Patents may be licensed in about the same way as copyrights, a license being legal permission for someone other than the patent holder to use the patented invention. The owner of the patent does not need a license to use their own intellectual property, and actually selling or giving away the patent is a totally separate matter than simply licensing it.
Two companies in our portfolio depend on patents for their survival: our drug companies Pfizer (NYSE: PFE) and Schering-Plough (NYSE: SGP). Their job is to come up with patentable inventions (i.e., new drugs) that they can then sell at monopoly profit margins for the entire time the patent is in effect. Their business model is a race against time, developing new drugs before the patents on their current crop of cash cows expire.
Just because a patent expires doesn't mean the drug company has to stop selling their old drugs. It simply means they no longer have the legal authority to prevent competitors from manufacturing the same compound and selling it, usually for less money. Companies try to develop strong brand names (using trademark law) while their patents are in effect, such as "Tylenol" vs. the generic name "Acetaminophen," and thus can often maintain somewhat higher margins than competing generic brands even after their patents expire. But without the patent, their monopoly is no longer absolute, and thus they face competitive pricing pressures narrowing their margins below the limit of what the market will bear.

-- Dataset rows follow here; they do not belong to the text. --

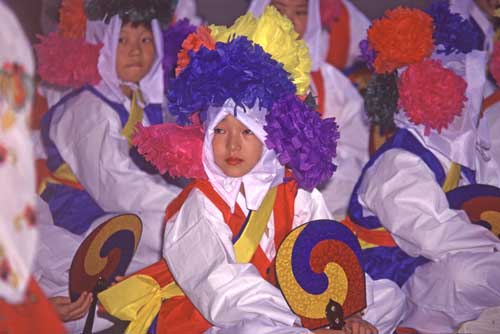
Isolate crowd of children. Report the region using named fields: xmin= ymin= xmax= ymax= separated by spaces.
xmin=0 ymin=0 xmax=500 ymax=334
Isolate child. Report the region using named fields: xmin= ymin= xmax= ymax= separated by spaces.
xmin=31 ymin=1 xmax=178 ymax=332
xmin=249 ymin=0 xmax=369 ymax=220
xmin=349 ymin=2 xmax=500 ymax=333
xmin=99 ymin=7 xmax=404 ymax=333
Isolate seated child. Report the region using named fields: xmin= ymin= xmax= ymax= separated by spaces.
xmin=99 ymin=7 xmax=404 ymax=333
xmin=31 ymin=1 xmax=179 ymax=333
xmin=249 ymin=0 xmax=369 ymax=220
xmin=349 ymin=2 xmax=500 ymax=333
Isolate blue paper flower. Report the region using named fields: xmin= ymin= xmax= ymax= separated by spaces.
xmin=264 ymin=94 xmax=340 ymax=191
xmin=168 ymin=36 xmax=296 ymax=125
xmin=426 ymin=0 xmax=484 ymax=55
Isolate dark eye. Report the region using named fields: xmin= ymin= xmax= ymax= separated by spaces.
xmin=214 ymin=128 xmax=226 ymax=135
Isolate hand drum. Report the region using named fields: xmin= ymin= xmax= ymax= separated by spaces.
xmin=276 ymin=220 xmax=366 ymax=329
xmin=69 ymin=214 xmax=142 ymax=301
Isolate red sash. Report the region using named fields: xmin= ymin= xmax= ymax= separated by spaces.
xmin=138 ymin=180 xmax=297 ymax=334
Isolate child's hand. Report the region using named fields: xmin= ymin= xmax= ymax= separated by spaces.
xmin=344 ymin=314 xmax=378 ymax=334
xmin=49 ymin=292 xmax=92 ymax=322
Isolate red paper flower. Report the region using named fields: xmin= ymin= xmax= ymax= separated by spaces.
xmin=132 ymin=123 xmax=207 ymax=179
xmin=398 ymin=60 xmax=467 ymax=136
xmin=490 ymin=41 xmax=500 ymax=85
xmin=175 ymin=26 xmax=215 ymax=76
xmin=35 ymin=33 xmax=102 ymax=88
xmin=368 ymin=7 xmax=434 ymax=73
xmin=59 ymin=0 xmax=87 ymax=38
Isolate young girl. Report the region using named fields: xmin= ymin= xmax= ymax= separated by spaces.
xmin=349 ymin=2 xmax=500 ymax=333
xmin=100 ymin=7 xmax=404 ymax=333
xmin=31 ymin=1 xmax=178 ymax=332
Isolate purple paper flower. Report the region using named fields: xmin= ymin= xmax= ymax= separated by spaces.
xmin=264 ymin=94 xmax=340 ymax=191
xmin=426 ymin=1 xmax=484 ymax=55
xmin=359 ymin=39 xmax=377 ymax=71
xmin=168 ymin=37 xmax=295 ymax=125
xmin=162 ymin=19 xmax=196 ymax=94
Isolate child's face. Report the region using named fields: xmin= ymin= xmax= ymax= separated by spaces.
xmin=271 ymin=0 xmax=308 ymax=38
xmin=212 ymin=115 xmax=263 ymax=177
xmin=116 ymin=23 xmax=156 ymax=83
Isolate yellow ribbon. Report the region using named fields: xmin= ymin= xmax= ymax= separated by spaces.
xmin=97 ymin=188 xmax=277 ymax=334
xmin=443 ymin=162 xmax=462 ymax=193
xmin=233 ymin=187 xmax=277 ymax=263
xmin=97 ymin=275 xmax=184 ymax=334
xmin=122 ymin=90 xmax=144 ymax=145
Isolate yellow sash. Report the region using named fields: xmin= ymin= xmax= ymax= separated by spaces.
xmin=98 ymin=187 xmax=277 ymax=334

Some of our other companies use patents as part of an overall strategy, along with copyrights and brand names. Intel's (Nasdaq: INTC) main line of intellectual property defense against competitors is that its microprocessor designs are copyrighted, so other people can't copy Intel's processors directly but have to design their own circuitry to do the same thing. Ever since the Pentium, Intel has also been wielding trademarks like a chain saw, with "Intel Inside" stickers everywhere and television commercials piling on brand awareness, and even a mascot (the dancing guy in the multi-colored clean room "bunny suit").
On top of this, Intel regularly files for patents on specific inventions within its processor designs, such as a new cache architecture or new way of connecting the processor to the motherboard.
On the cutting edge of technology, patents get about as messy as trademarks. Unfortunately the messiness of trademarks is due to the involvement of judgment calls and common sense in determining the scope and value of brand identity, and the messiness of patents has to do with the patent system being broken. Patents aren't supposed to be granted on something that is obvious" to someone "skilled in the art," but the fact is that patent clerks and even examiners are more federal bureaucrats than scientists and engineers. Whatever credentials they may have, their job is filling out paperwork, not advancing the state of the art. It's hard to retain the best and brightest and keep their skills current under those conditions, but the state of the art is, by definition, what gets patented. Add in the fact that the patent office is positively swamped with a flood of patent applications, and they sometimes wind up relying on the filers of the patent to find and disclose any "prior art" a lot more than they should. Even when they make the time and find the resources to look for it themselves, they wind up missing a lot.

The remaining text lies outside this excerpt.